Friday, May 20, 2016

BOOM: San Fran home prices record high, Two-thirds would struggle to cover $1,000 emergency

With high demand and a tight market, Bay Area housing prices continue to soar, setting record highs in April in Santa Clara and Alameda counties.
The median price of a single-family home in Santa Clara County hit seven figures for the first time last month: $1 million on the button. Prices grew even dizzier in San Mateo County, where the $1.2 million average matched the previous record, set in May 2015.
The East Bay also saw a run-up in prices, with the median Alameda County home reaching $750,000, up more than 10 percent from the previous month. Tugged upward by prices in Walnut Creek and other high-end areas, the median Contra Costa County price grew to $525,000, its steepest in seven years, according to new housing figures released Wednesday.

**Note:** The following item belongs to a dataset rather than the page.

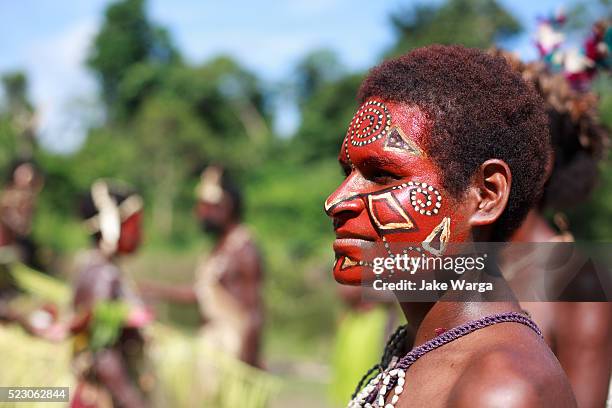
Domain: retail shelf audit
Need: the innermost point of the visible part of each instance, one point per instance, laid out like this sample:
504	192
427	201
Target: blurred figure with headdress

“We just don’t have a market under $700,000 in Walnut Creek,” said Alain Pinel agent Margaret Garber-Teeter. “And even at $700,000, you’re going to be in second-tier schools. So there’s still an affordability problem for young families, unless their parents help them, and a lot of young families get help.”

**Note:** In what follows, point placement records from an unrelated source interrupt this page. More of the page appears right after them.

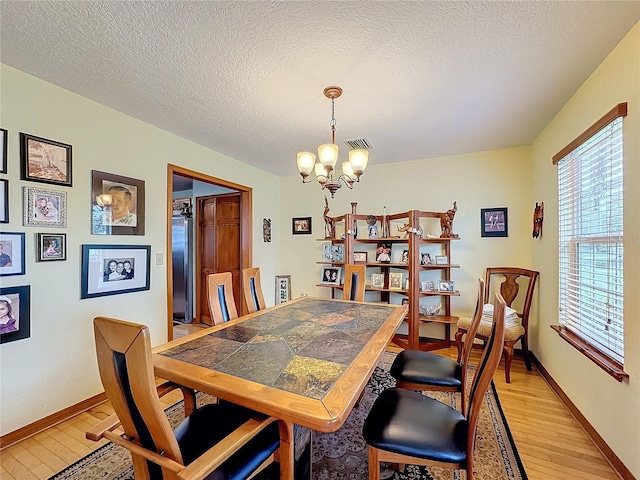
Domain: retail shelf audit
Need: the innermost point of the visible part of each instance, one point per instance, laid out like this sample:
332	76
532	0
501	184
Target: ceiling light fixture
328	156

US Home Ownership – Massive Downtrend

source: tradingeconomics.com
http://www.tradingeconomics.com/united-states/home-ownership-rate
Poll: Two-thirds of US would struggle to cover $1,000 crisis
NEW YORK (AP) — Two-thirds of Americans would have difficulty coming up with the money to cover a $1,000 emergency, according to an exclusive poll released Thursday, a signal that despite years of recovery from the Great Recession, Americans’ financial conditions remain precarious as ever.
These financial difficulties span all income levels, according to the poll conducted by The Associated Press-NORC Center for Public Affairs Research. Seventy-five percent of people in households making less than $50,000 a year would have difficulty coming up with $1,000 to cover an unexpected bill. But when income rose to between $50,000 and $100,000, the difficulty decreased only modestly to 67 percent.
Even for the country’s wealthiest 20 percent — households making more than $100,000 a year — 38 percent say they would have at least some difficulty coming up with $1,000.
“The more we learn about the balance sheets of Americans, it becomes quite alarming,” said Caroline Ratcliffe, a senior fellow at the Urban Institute focusing on poverty and emergency savings issues.
Harry Spangle is one of those Americans. A 66-year-old former electrician from New Jersey, Spangle said he thought he would always have a job and “lived for today” but lost his job before the downturn. He said he would have to borrow from friends or family in order to cover an unexpected $1,000 expense.